The impact of somatosensory function on activity performance and length of hospital stay in geriatric patients with stroke
- PMID: 15053123
- DOI: 10.1191/0269215504cr710oa
The impact of somatosensory function on activity performance and length of hospital stay in geriatric patients with stroke
Abstract
Objective: To investigate in geriatric patients with stroke the relationship between somatosensory function, activity performance and the length of stay (LOS) in either hospital or nursing home.
Design: Survey.
Setting: Stroke unit and geriatric rehabilitation unit.
Subjects: One hundred and fifteen consecutive patients with acute stroke > or = 65 years old.
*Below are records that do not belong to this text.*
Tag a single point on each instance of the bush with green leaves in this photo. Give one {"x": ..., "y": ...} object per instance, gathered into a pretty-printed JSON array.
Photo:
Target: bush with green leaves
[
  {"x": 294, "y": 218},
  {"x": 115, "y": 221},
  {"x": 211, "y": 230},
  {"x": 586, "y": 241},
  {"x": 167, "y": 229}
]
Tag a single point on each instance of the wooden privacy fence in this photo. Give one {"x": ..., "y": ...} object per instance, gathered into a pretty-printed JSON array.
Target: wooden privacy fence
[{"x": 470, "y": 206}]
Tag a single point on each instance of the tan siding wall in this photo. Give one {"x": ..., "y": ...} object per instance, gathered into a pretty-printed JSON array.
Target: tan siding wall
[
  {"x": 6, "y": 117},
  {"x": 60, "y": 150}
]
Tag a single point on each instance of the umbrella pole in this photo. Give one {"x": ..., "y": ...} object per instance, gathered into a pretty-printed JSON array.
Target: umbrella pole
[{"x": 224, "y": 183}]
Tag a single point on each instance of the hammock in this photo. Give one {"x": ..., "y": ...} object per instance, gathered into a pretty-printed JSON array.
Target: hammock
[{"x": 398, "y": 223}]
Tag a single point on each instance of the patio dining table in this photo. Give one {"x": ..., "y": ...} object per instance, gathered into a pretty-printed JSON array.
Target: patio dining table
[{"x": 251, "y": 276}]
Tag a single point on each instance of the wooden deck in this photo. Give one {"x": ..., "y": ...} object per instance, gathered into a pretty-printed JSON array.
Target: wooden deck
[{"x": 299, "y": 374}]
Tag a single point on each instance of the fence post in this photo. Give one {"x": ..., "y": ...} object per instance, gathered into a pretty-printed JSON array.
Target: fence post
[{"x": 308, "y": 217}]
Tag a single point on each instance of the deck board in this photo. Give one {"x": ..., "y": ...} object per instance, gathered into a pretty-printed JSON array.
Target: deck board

Main outcome measures: Clinically assessed somatosensory function, activity of daily living according to the Barthel Index (BI) (0-100 points), mobility according to the Rivermead Mobility Index (RMI) (0-15 points) and LOS.
Results: Ten days after stroke onset, the patients with normal (n = 46), impaired (n = 31) and nonassessable (n = 38) somatosensory function scored 85, 40 and 0 points respectively on the BI, and 8.5, 2 and 0 points respectively on the RMI. Forty-one of 46 patients (89%) with normal somatosensory function were discharged home within three months, compared with 10 of 31 patients (32%) with impaired somatosensory function and three of 38 patients (8%) who were nonassessable. These between-group differences were statistically significant (p < 0.001). Multiple regression, to adjust for the impact of age, social situation and bladder function on outcome still proved a statistically significant (p < 0.001) predictive value of normal somatosensory function.
Conclusions: Normal somatosensory function is related to high activity levels and short LOS more often than somatosensory impairment is related to activity limitations and long LOS.